A new lawsuit filed against Lumber Liquidators alleges that both the founder and CEO sold a combined $19 million worth of stock before the company's headquarters was raided in 2013 by the federal government.
The lawsuit, filed by James Costello, a Lumber Liquidators shareholder, in Delaware, claims that founder Tom Sullivan and CEO Robert Lynch engaged in insider trading by selling shares in 2013 while knowing the company faced potential charges under the Lacey Act for importing wood products sourced illegally from the Russian Far East and engaged in insider trading by selling shares prior to the raid.
While Lumber Liquidators has listed an ongoing Department of Justice investigation in its filings with the Securities and Exchange Commission, the most recent annual filing said the company expected to continue communicating with the DOJ about the federal investigators’ courses of action. That prompted a clarifying question during an investors conference call on Feb. 25, during which Lynch said he expected the DOJ to file criminal charges against Lumber Liquidators under the Lacey Act in the future.
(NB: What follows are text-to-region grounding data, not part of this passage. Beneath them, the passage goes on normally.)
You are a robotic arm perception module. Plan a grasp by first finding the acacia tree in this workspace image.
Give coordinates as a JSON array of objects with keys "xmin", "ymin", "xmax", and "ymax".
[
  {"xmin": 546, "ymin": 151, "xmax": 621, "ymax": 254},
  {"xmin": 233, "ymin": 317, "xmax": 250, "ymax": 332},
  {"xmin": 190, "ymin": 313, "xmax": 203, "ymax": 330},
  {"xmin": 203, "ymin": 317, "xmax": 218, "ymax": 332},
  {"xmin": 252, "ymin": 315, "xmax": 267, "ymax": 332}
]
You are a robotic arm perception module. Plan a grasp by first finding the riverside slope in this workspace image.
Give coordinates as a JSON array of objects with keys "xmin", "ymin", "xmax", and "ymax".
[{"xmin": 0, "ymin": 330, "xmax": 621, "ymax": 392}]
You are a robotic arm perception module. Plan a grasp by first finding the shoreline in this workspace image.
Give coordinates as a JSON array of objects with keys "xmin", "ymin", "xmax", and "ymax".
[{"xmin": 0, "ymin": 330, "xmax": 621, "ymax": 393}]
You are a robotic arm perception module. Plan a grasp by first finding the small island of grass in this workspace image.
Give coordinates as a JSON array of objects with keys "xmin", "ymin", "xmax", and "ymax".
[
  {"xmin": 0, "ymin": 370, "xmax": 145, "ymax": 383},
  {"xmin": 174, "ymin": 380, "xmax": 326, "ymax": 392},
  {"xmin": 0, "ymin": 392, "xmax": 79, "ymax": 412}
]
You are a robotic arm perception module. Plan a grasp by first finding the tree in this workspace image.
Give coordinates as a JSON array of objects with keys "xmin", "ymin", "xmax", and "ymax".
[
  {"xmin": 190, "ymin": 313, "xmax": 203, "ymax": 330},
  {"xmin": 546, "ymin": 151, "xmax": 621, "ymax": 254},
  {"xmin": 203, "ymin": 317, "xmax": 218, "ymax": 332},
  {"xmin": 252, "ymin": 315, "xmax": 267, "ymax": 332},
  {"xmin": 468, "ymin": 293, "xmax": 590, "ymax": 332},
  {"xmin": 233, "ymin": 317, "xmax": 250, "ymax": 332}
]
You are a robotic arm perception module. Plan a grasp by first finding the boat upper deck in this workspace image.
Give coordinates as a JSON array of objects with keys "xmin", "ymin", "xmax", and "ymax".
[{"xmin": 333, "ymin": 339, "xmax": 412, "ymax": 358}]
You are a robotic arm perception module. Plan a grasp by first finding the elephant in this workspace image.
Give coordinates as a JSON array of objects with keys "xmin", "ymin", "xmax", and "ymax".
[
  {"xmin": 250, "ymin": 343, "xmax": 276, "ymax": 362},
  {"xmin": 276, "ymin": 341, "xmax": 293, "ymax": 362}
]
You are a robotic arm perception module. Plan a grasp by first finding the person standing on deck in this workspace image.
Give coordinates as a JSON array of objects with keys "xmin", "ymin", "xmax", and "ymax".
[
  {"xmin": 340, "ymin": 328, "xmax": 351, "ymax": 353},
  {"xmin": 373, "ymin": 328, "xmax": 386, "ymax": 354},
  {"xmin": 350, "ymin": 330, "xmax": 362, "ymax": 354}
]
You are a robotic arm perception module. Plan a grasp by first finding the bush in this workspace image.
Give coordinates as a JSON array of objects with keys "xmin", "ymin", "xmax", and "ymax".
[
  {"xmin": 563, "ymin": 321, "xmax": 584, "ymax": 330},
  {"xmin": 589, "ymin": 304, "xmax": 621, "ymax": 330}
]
Paired with the announcement that an upcoming “60 Minutes” report would portray the company in a negative light, the news instantly caused Lumber Liquidators stock to fall dramatically.
Including the new insider trading lawsuit, the company has had numerous lawsuits filed against it since the “60 Minutes” episode aired March 1. A portion of the lawsuits are based on the “60 Minutes” allegations the company knowingly sold Chinese-made laminate flooring that did not meet CARB Phase 2 standards for formaldehyde emissions.
At least two state attorneys’ offices are investigating the company. A Florida senator sent a letter to three federal agencies requesting they investigate the company’s laminate flooring.
Lumber Liquidators contests “60 Minutes” investigators’ report. The reporters used “deconstructive” testing, which the company and a number of industry organizations believe is an appropriate test, but should only be used as a “rough” screening method. CARB does not require deconstructive testing to test compliance to its standards.
Since news of the negative “60 Minutes” coverage was announced, the value of the company has decreased by more than a billion dollars.
Editor's note: The original article was updated March 19, 2015, with language to clarify the reason for the insider trading lawsuit.